Dr. Richard Turner has over thirty years of experience in systems, software and acquisition engineering. He developed and acquired software in the private and public sectors and consulted for government and commercial organizations. He is currently a Distinguished Service Professor at the Stevens Institute of Technology in Hoboken, New Jersey. A core member of the author team for CMMI, Dr. Turner is now active in the agile, lean and kanban communities. He is also an author of the IEEE Computer Society/PMI Software Extension for the Guide to the PMBOK. Dr.
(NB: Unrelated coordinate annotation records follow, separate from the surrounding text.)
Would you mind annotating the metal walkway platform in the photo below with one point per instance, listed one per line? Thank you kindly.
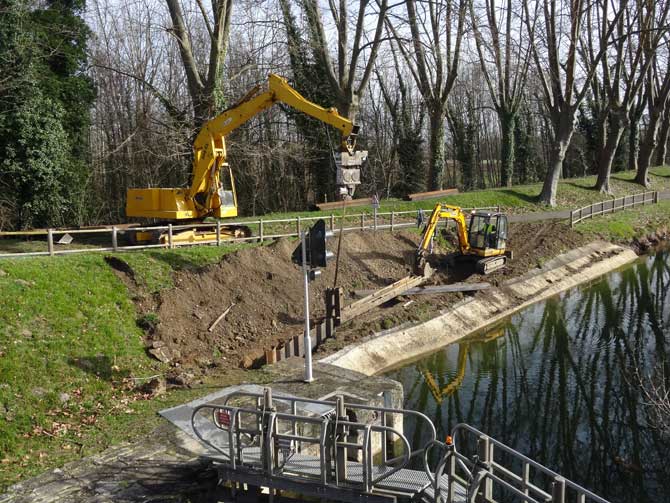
(353, 452)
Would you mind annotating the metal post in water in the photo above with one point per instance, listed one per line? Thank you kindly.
(308, 339)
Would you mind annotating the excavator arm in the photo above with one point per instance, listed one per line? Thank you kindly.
(209, 145)
(425, 246)
(484, 241)
(212, 189)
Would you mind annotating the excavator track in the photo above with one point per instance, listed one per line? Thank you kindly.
(489, 264)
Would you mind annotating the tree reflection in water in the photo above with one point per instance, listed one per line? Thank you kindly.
(560, 385)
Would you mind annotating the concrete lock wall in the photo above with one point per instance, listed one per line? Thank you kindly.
(388, 349)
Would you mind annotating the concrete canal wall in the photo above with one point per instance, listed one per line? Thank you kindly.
(388, 349)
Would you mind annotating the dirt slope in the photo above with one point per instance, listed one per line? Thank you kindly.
(265, 291)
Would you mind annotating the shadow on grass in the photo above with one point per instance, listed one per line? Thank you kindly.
(98, 365)
(176, 261)
(520, 195)
(590, 186)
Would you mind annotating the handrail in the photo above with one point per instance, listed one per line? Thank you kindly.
(611, 205)
(269, 432)
(348, 405)
(367, 221)
(581, 491)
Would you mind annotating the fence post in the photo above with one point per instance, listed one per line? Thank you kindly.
(484, 448)
(115, 239)
(50, 242)
(558, 490)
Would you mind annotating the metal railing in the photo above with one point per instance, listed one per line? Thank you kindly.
(523, 484)
(612, 205)
(333, 435)
(110, 239)
(273, 438)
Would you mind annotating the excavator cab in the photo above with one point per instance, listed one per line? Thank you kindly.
(482, 240)
(487, 230)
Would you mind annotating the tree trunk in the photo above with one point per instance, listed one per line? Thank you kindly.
(662, 148)
(436, 160)
(609, 141)
(634, 139)
(647, 146)
(507, 148)
(556, 157)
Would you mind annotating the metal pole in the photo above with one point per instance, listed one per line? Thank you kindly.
(308, 339)
(50, 242)
(115, 240)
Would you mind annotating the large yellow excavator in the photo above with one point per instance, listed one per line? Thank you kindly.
(212, 190)
(483, 240)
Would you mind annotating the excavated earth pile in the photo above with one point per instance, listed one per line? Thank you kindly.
(263, 292)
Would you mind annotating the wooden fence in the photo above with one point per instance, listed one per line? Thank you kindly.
(111, 238)
(612, 205)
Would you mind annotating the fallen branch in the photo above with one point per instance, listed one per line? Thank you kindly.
(223, 315)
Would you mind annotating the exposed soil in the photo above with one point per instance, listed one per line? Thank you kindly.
(264, 292)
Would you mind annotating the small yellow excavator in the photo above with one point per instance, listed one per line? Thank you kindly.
(483, 240)
(212, 190)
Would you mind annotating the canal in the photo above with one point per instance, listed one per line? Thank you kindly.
(560, 382)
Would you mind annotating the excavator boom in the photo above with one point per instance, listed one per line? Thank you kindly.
(212, 191)
(484, 240)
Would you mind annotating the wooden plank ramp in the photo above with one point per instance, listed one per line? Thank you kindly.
(432, 290)
(366, 201)
(325, 328)
(420, 196)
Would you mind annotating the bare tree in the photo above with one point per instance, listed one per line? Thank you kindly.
(350, 73)
(204, 78)
(407, 124)
(564, 85)
(656, 96)
(623, 70)
(663, 136)
(504, 60)
(436, 30)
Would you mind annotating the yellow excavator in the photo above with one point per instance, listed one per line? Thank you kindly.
(483, 240)
(212, 190)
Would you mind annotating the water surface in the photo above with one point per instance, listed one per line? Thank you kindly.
(559, 382)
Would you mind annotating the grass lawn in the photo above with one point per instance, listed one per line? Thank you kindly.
(626, 225)
(572, 193)
(69, 350)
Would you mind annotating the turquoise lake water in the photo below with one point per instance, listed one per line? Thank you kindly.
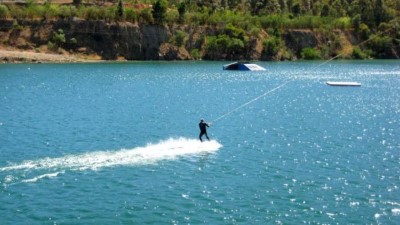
(117, 143)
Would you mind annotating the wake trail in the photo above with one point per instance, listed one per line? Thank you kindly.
(169, 149)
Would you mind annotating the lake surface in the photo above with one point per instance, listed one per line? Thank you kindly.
(117, 143)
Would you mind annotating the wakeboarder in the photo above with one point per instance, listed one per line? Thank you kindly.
(203, 129)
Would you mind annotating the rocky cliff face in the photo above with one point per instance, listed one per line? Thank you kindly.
(123, 40)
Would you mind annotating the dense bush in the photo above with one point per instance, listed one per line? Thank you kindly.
(232, 24)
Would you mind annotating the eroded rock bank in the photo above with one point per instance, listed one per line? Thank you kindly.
(102, 40)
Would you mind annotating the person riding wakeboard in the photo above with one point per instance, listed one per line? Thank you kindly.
(203, 129)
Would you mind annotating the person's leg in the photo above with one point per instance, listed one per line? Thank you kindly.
(207, 136)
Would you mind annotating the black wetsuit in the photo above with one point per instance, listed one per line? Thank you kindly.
(203, 130)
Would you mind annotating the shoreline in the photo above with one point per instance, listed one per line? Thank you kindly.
(17, 56)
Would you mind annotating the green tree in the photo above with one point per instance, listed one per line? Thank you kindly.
(181, 11)
(3, 11)
(159, 11)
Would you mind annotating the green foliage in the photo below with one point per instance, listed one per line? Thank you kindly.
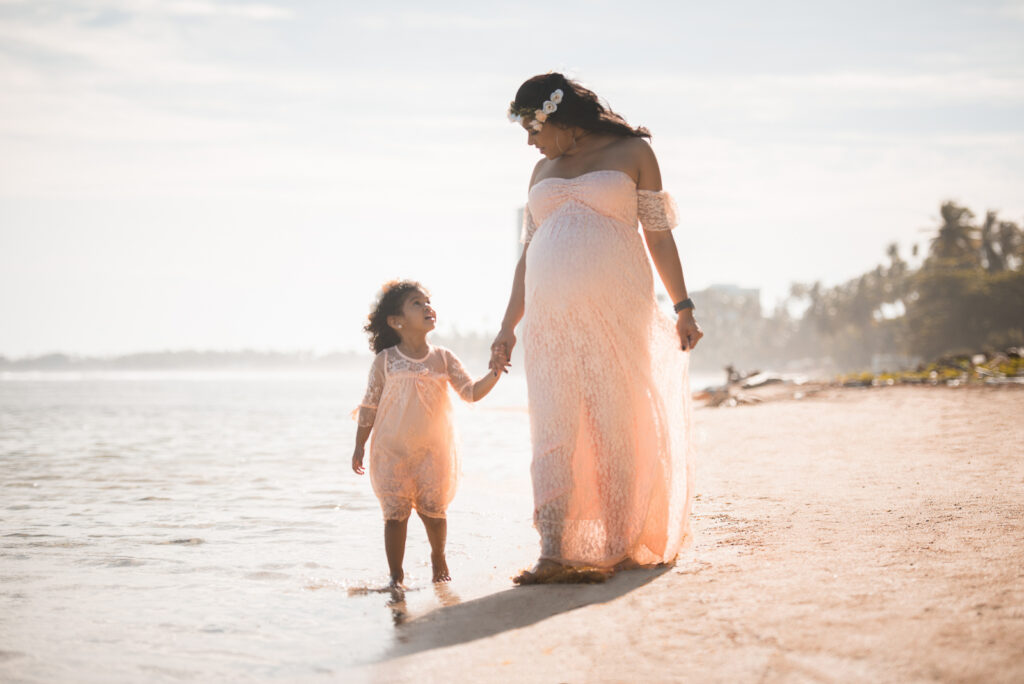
(967, 296)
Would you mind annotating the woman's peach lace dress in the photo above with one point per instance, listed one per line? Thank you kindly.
(609, 403)
(414, 462)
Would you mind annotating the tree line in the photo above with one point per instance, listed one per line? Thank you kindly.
(966, 296)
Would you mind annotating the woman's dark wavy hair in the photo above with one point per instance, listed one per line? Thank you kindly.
(389, 302)
(580, 107)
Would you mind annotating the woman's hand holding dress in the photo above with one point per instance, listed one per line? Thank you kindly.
(689, 331)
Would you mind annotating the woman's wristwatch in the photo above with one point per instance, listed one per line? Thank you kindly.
(685, 304)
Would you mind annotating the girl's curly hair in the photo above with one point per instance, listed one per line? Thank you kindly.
(389, 302)
(580, 107)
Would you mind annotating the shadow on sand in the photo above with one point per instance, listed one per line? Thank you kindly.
(510, 610)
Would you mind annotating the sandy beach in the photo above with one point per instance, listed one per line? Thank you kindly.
(855, 536)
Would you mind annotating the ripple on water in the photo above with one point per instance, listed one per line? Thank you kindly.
(266, 574)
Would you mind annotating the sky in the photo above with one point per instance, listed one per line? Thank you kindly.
(201, 174)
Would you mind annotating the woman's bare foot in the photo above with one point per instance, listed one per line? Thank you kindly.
(440, 567)
(628, 564)
(542, 572)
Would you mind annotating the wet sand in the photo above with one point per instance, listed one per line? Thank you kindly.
(855, 536)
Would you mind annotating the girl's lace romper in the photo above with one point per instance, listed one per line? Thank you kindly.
(414, 462)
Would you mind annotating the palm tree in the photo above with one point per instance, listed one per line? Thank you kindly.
(995, 259)
(955, 240)
(1011, 241)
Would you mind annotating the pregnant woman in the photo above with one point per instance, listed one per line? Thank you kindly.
(606, 369)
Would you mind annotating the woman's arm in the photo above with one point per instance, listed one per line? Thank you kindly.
(664, 252)
(361, 434)
(501, 348)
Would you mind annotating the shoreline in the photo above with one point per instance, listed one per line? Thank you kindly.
(851, 536)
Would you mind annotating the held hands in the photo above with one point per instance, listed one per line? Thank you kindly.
(501, 351)
(689, 331)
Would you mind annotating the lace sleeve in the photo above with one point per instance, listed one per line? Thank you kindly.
(460, 379)
(527, 226)
(367, 413)
(656, 210)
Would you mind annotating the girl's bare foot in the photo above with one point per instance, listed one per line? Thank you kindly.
(440, 567)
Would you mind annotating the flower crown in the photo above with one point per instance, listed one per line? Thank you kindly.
(517, 114)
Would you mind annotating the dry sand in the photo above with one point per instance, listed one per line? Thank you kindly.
(856, 536)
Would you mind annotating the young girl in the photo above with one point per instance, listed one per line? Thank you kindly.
(413, 462)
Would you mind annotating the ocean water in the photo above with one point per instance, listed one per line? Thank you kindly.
(208, 526)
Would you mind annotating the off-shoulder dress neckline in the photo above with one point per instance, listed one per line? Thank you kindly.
(588, 173)
(410, 358)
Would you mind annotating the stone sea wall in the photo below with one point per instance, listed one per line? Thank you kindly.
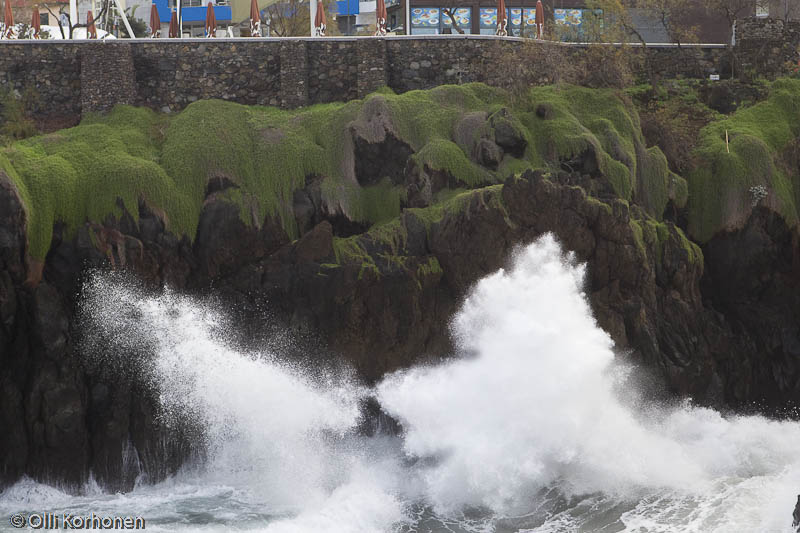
(79, 76)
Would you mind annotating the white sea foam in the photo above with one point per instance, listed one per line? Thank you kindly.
(522, 432)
Turner’s current research includes using kanban and service concepts to transform systems engineering and applying lean and complexity concepts to critical system development and acquisition. He is a Golden Core awardee of the IEEE Computer Society, a fellow of the Lean Systems Society, and co-author of four books: The Incremental Commitment Spiral Model, co-authored with Barry Boehm, Jo Ann Lane, and Supannika Koolmanojwong, Balancing Agility and Discipline: A Guide for the Perplexed, co-authored with Barry Boehm, CMMI Survival Guide: Just Enough Process Improvement, co-authored with Suzanne Garcia, and CMMI Distilled.